How does the derivation of this integral from the Gamma function is equivalent to (n-1)!?$$\Gamma(n)=\displaystyle\int_0^1\Bigg(\ln\frac1x\Bigg)^{n-1}dx$$

Answer 1

Using Gamma definition $$\Gamma(n)=\displaystyle\int_0^\infty e^{-u}u^{n-1}\ du$$ with substitution $e^{-u}=x$ $$\Gamma(n)=\displaystyle\int_0^1(\ln\frac1x)^{n-1}dx$$

Answer 2

I assume you want the result only for positive integer $n$.
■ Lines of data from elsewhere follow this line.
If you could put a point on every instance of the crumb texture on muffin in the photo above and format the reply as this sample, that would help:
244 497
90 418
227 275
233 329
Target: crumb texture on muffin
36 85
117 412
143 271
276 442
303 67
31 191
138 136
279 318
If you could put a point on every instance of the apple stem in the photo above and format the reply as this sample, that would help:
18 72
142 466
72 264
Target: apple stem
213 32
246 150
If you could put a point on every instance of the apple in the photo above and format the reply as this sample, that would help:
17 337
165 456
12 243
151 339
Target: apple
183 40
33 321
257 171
Integrate by parts to get a reduction formula. $$ \int_0^1\left(\log\frac{1}{x}\right)^{n-1} = -\left.\frac{x}{n}\left(\log\frac{1}{x}\right)^n\;\right|_{x=0}^{x=1} +\int_0^1\frac{1}{n}\left(\log\frac{1}{x}\right)^{n} =\frac{1}{n}\int_0^1\left(\log\frac{1}{x}\right)^{n} $$ And do the easy initial case $n=1$ $$ \int_0^1\left(\log\frac{1}{x}\right)^{0}dx = 1. $$ So by induction, $$ \int_0^1\left(\log\frac{1}{x}\right)^{n-1} = (n-1)! $$

added
Computation for $$ \left.\frac{x}{n}\left(\log\frac{1}{x}\right)^n\;\right|_{x=0}^{x=1} . $$ For $x=1$, we have $\log(1) = 0$ so $$ \frac{1}{n}\left(\log\frac{1}{1}\right)^n = 0. $$ (Recall $n \ge 1$.)

For $x=0$, we have $$ \lim_{x \to 0^+}\frac{x}{n}\left(\log\frac{1}{x}\right)^n = 0 $$ since the $x$ goes to zero much, much faster than the $\log$ goes to $\infty$.